New Jersey’s Board of Public Utilities’ (NJBPU) Clean Energy Program pays people a $50 reward for scheduling the pick up of old, operating, secondary refrigerators and freezers. Older appliances rely on outdated technology that can cost their owners as much as $150 a year in higher electrical costs.

That money turns into savings when people take advantage of the Clean Energy Program, which provides all the labor and transportation necessary to remove the appliance from the home and deliver it to the recycling facility. And with colder weather increasing demand on household energy, fall is an ideal time to think about removing an outdated refrigerator or freezer.

To schedule a free, in-home pick up of a refrigerator or freezer for recycling, New Jersey electric customers can call 1-877-270-3520, or visit NJCleanEnergy.com. The program is limited to removal of two units per household. Appliances to be recycled must be in working order and between 10 and 30 cubic feet using inside measurements.

“You pick up the phone, you pick a time that’s convenient for you, and we come out and remove your old fridge or freezer. It’s that easy and it pays you $50 while saving you as much as three times more in annual electric costs,” said Lee A. Solomon, President of the Board of Public Utilities.

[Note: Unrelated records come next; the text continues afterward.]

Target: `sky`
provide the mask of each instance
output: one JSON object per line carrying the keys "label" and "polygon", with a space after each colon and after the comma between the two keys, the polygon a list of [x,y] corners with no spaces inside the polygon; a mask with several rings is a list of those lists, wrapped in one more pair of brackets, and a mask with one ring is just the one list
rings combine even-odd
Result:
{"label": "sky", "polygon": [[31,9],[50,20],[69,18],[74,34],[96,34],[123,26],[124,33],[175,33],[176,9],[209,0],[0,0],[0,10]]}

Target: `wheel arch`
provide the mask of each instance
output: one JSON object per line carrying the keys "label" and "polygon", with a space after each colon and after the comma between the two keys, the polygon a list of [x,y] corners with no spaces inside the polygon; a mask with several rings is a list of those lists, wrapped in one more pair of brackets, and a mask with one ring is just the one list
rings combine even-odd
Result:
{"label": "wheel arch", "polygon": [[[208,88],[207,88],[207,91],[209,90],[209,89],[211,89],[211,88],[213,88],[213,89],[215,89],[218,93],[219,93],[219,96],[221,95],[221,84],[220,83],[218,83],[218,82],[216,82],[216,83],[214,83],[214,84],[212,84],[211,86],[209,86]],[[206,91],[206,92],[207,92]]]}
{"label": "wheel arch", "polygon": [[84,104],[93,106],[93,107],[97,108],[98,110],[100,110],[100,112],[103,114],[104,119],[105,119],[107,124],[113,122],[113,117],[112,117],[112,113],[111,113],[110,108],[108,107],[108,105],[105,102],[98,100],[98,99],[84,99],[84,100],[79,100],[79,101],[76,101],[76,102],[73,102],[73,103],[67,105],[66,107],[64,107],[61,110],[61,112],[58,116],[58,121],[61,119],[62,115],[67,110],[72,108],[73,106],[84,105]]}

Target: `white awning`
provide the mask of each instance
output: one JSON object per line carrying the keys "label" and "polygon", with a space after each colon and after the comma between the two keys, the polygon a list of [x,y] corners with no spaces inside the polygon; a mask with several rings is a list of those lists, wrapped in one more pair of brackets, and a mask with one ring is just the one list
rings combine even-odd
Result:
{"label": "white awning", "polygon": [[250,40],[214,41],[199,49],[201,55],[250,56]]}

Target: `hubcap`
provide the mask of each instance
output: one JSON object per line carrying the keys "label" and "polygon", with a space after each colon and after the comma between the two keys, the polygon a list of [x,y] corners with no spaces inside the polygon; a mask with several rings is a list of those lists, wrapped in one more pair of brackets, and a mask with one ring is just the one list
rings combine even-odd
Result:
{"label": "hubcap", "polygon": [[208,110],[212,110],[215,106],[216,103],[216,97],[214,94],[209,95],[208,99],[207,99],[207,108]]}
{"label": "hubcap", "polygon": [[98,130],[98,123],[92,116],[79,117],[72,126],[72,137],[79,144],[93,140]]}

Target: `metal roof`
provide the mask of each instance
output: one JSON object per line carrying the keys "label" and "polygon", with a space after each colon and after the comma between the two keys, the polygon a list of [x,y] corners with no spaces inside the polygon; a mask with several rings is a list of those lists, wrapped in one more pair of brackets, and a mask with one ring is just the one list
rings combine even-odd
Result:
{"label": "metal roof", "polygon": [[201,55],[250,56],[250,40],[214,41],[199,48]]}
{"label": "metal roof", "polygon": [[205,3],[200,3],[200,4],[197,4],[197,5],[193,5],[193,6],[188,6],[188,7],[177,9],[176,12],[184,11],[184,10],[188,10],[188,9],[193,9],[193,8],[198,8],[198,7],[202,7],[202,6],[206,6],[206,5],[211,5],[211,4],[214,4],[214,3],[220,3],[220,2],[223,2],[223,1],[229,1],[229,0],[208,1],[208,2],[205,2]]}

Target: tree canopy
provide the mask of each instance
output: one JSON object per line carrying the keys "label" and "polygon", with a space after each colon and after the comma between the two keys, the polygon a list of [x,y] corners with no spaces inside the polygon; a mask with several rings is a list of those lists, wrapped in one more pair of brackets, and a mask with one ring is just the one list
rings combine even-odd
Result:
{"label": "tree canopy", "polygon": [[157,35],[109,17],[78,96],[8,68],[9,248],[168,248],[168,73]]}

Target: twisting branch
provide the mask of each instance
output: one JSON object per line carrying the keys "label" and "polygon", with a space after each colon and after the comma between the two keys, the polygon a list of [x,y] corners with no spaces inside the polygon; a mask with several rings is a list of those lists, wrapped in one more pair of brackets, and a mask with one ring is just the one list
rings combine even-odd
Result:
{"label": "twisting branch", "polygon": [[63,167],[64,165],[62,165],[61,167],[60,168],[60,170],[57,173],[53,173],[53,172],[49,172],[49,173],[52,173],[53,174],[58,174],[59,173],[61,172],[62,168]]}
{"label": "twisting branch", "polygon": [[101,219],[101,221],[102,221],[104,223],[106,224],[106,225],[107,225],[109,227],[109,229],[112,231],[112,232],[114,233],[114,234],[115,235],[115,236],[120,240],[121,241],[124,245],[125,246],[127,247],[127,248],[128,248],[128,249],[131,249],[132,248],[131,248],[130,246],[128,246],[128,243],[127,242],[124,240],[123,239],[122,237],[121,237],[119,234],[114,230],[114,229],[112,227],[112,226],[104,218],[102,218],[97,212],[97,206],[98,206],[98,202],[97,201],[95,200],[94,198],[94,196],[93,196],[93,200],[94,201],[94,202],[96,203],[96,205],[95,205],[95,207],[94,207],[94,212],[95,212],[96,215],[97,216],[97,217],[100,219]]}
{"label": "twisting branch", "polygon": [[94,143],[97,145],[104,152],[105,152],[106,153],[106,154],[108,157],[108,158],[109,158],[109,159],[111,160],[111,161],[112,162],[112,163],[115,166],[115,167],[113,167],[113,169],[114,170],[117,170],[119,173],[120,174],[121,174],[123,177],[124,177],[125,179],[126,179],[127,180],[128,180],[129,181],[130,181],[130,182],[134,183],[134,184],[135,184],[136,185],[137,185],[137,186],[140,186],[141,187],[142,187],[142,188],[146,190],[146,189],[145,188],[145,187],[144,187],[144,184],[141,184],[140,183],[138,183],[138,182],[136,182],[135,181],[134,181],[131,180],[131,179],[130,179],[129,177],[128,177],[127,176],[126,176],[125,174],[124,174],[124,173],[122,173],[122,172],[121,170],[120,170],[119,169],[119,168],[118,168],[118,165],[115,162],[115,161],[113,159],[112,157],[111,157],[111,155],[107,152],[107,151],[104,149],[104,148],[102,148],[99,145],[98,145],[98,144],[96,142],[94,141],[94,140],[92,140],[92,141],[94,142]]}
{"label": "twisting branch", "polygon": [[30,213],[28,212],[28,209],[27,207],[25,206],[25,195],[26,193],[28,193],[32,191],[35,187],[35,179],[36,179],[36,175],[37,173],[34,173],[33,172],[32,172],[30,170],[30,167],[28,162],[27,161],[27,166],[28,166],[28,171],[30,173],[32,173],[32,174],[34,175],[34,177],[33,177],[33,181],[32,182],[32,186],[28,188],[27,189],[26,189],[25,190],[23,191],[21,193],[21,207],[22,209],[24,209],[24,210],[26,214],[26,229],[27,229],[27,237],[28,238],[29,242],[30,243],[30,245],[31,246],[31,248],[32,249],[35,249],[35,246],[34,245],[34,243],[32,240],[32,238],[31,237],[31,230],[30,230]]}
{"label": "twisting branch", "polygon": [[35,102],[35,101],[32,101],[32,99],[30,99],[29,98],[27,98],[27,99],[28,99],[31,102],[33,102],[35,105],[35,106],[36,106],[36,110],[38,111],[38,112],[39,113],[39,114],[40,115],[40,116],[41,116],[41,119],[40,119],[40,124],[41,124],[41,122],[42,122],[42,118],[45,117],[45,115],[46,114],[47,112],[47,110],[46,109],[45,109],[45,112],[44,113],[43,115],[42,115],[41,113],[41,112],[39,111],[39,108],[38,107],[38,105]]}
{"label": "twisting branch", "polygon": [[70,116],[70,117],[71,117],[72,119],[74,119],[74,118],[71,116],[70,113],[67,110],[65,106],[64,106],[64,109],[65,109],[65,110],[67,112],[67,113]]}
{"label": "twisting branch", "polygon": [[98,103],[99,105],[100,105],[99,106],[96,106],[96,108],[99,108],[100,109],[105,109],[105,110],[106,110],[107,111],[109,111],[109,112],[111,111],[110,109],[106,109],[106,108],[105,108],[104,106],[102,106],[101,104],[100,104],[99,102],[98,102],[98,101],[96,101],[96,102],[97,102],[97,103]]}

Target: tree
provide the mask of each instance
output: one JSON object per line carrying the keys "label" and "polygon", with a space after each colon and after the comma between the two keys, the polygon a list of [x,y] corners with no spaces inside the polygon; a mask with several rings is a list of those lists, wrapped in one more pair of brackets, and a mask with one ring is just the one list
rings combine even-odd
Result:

Once that old refrigerator or freezer is out of the home, it’s on its way to a process that reclaims 95 percent of its materials for recycling. At an East Brunswick plant, the national firm of JACO Environmental employs a robotic process that demanufactures the old units while safely removing toxic substances such as mercury, oils, and foam insulation that outgases ozone-eating fumes.

The outdated appliances yield metals and plastics that are repurposed for use in the manufacturing of mobile phones, computers, construction rebar, and road surfacing, just to name a few uses.

“If you really don’t need the extra storage, having that old garage fridge picked up can instantly benefit you, and benefit both the environment by keeping toxic materials out of landfills, and conserving raw, natural resources,” said Michael Dunham, director of energy and environmental programs for JACO Environmental.